Ms. Brown said the demolition process seems to be taking longer than usual in Cordova, but government rules don't set out a strict timetable for such decisions since needs and damage can vary so greatly from one place to another. Town leaders say FEMA has never given them a firm timetable.
Located in coal country about 35 miles northwest of Birmingham, Cordova began in the 1880s at a spot where two railroad lines converged. A textile mill operated in town for about seven decades before closing in 1962.
The mill's failure displaced 800 workers and sent Cordova into a tailspin.
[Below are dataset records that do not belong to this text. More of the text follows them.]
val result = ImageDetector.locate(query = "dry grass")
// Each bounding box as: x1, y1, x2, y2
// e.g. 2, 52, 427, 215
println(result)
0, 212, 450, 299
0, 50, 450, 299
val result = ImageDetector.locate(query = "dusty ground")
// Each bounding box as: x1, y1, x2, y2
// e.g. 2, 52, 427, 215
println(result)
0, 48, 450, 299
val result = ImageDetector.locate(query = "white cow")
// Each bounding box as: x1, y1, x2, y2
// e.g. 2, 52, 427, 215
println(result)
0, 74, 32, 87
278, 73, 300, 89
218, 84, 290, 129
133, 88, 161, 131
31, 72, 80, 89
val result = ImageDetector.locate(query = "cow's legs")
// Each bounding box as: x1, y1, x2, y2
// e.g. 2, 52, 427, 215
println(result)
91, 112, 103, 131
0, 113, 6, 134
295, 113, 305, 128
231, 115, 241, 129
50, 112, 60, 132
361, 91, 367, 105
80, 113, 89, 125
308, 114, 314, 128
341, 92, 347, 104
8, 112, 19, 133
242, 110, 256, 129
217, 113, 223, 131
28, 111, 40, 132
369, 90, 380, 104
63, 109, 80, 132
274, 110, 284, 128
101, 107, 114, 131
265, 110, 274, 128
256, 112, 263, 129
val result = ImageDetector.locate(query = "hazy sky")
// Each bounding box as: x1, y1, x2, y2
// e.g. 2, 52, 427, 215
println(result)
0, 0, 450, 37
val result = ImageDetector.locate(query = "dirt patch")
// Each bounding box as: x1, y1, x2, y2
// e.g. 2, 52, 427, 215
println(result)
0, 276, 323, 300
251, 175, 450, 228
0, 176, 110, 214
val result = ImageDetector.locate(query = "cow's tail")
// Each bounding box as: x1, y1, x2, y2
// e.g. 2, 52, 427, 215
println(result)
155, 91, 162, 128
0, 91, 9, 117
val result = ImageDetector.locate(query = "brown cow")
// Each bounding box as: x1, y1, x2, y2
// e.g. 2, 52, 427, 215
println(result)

Most of the 19 or so buildings in the downtown block were vacant and deteriorating by the time the twisters struck last year.
Many people left town for work in metro Birmingham or nearby Jasper before the twisters, and there are even fewer jobs in Cordova now, aside from schools, a bank, a pharmacy and a health clinic. The town's sole grocery store was wiped out and has yet to reopen; a convenience store near the battered downtown block has closed, too.
Cordova Fire Chief Dean Harbison, who also serves as the town's recovery coordinator, said FEMA was helpful at first.
"They've provided us some money," Chief Harbison said. "But as far as recovery, they've slowed us down."